И, переводя с немецкого без единой запинки, он прочитал:
— «Война, столь всеми прославляемая, ведется дармоедами, сводниками, ворами, убийцами, невежественными грубиянами, неоплатными должниками и тому подобными подонками общества, а отнюдь не просвещенными философами…»
С победной улыбкой он взглянул на Постникова.
— И это вас утешает? — негромко спросил тот.
— Еще бы! Кстати, Эразм был немцем, и он к тому же написал: «Вспомните чванство громкими именами и почетными прозвищами. Вспомните божеские почести, воздаваемые ничтожным людишкам, и торжественные обряды, которыми сопричислялись к богам гнуснейшие тираны».
— Я сейчас убил Жовтяка, — помимо своей воли произнес Постников. — Не более часа тому назад.
И для чего-то показал Ганичеву тяжелый жовтяковский пистолет.
Федор Владимирович положил книгу на груду тряпья, которым был укрыт поверх одеяла, зябко поежился, вздохнул, потом спросил:
— Вы — сами?
— Сам. Застрелил. Этими руками.
— Подумать только, — вновь загадочно улыбаясь, произнес Ганичев. Этими руками, которые делали только добро. Столько лет добра…

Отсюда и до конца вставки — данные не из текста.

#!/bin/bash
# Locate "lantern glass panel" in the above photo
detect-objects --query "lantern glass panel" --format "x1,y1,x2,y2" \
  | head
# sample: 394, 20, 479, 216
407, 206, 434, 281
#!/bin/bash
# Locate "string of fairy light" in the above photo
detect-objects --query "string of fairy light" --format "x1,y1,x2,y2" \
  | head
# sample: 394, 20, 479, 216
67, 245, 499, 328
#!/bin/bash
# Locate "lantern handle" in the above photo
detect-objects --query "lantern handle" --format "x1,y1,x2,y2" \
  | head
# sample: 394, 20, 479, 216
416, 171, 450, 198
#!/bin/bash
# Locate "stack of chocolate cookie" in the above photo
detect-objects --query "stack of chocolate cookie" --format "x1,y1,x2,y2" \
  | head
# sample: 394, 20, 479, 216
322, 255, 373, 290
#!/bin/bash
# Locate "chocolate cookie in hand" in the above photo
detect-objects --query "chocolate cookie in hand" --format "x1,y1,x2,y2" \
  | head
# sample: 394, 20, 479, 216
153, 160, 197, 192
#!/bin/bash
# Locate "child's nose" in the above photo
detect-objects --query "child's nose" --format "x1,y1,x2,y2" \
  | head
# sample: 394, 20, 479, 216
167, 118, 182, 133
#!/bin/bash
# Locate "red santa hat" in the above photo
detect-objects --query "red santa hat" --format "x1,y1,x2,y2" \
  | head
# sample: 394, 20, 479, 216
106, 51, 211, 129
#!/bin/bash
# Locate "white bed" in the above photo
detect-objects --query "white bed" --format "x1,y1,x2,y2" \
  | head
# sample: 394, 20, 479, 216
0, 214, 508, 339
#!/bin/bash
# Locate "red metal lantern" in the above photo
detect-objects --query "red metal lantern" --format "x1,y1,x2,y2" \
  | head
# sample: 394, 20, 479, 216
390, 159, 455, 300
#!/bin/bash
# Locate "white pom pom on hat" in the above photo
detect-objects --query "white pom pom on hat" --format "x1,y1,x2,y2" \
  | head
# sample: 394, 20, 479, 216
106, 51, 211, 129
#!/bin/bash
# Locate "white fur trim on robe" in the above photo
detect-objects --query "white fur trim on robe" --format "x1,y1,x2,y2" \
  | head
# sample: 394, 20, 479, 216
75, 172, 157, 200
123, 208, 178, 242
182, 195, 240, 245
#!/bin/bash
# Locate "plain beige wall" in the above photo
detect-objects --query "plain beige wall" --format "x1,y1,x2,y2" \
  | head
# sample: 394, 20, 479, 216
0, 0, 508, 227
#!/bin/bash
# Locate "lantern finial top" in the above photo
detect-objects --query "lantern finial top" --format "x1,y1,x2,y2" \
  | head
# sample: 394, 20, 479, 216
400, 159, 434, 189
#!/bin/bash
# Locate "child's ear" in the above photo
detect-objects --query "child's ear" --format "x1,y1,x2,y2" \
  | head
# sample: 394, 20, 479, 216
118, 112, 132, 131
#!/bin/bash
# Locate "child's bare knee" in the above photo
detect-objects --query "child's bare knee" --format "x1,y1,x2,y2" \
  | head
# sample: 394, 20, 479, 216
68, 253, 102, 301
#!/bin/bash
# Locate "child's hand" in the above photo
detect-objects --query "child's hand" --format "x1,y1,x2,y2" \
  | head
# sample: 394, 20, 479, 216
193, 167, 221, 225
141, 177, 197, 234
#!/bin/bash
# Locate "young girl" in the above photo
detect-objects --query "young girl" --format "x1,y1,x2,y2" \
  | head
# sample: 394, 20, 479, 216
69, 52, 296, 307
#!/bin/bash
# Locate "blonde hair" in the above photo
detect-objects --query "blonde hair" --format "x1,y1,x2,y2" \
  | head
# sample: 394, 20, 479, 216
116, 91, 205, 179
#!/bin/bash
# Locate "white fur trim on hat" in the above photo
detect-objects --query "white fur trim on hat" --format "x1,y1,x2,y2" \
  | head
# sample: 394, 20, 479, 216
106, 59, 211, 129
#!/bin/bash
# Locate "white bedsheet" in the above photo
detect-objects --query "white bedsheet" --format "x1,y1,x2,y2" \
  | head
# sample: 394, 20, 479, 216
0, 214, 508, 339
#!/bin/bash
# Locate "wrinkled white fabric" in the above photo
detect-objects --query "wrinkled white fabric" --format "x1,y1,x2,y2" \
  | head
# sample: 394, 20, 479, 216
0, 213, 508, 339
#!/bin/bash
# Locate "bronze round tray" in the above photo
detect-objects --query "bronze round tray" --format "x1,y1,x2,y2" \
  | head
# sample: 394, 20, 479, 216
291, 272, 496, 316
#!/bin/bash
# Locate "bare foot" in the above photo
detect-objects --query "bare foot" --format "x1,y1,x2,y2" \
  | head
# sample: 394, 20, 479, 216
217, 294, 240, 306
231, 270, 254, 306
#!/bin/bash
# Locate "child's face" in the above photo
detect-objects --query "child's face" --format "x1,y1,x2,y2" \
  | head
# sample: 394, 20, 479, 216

— А разве то, что я убил Жовтяка, — зло? — тихо осведомился Постников, и молочно-ледяные глаза его впились в Ганичева. — Вы все еще продолжаете быть нравственным вегетарианцем? Я ведь его убил, кстати, и за наши с вами грехи тоже. Столько лет мы знали, что он подлец, и мирились с этим. Я к тому же еще верой и правдой служил ему. Помните, как ругался с нами Пров Яковлевич Полунин из-за Жовтяка и как мы — я из страха, а вы по душевной вялости — пальцем не шевельнули для того, чтобы покончить с этим негодяем…
— О мертвых или говорят хорошо, или ничего не говорят, — все еще улыбаясь, сказал Ганичев. — Разве не так?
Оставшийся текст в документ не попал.